Even when we factor in the projected career year he’s on pace for this season, it gives him a three year fWAR total of 8.6, not exactly the most supportive of evidence that he is in fact a four WAR talent.

However, when we step outside of the vacuum and consider other factors like new ownership in Los Angeles, a somewhat disenfranchised fan base, a big television deal on the horizon, an underwhelming upcoming free agent class and the fact that Ethier is the second best position player on a roster of haves and have nots, you can understand why the team might be willing to overpay for his services.

So, as much as everyone might appreciate either absolute praise or entire condemnation, this, like most deals is justifiable, if not fair.

Comments (6)

  1. There’s been years where he might have hit 4 wins above. He’s been hurt a lot, which also shows your point of him not being worth the money.

  2. It definitely looks like an overpay. With his below average defense he certainly would have been a better fit for the AL going forward. He does have a pretty decent career OPS number but his defense is probably only get to worse.

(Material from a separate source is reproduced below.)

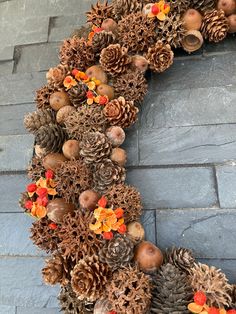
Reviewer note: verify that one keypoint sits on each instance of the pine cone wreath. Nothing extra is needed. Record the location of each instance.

    I just hate what his contract does for the market. $17 million really starts to stretch things. What’s Hamilton going to get now?

    • It’s funny how BP rated him so highly before this year with FRAA, but now not very well at all. Defensive metrics can be so influencial on these WAR total and so frustrating to figure out.

      • That’s the nice thing about Baseball Reference at least for me, they give you separate Offensive and Defensive WAR numbers, that way you can get a solid idea on one half of the equation. But yes you’re right regarding defensive metrics as being frustrating. They certainly seem to fluctuate an awful lot.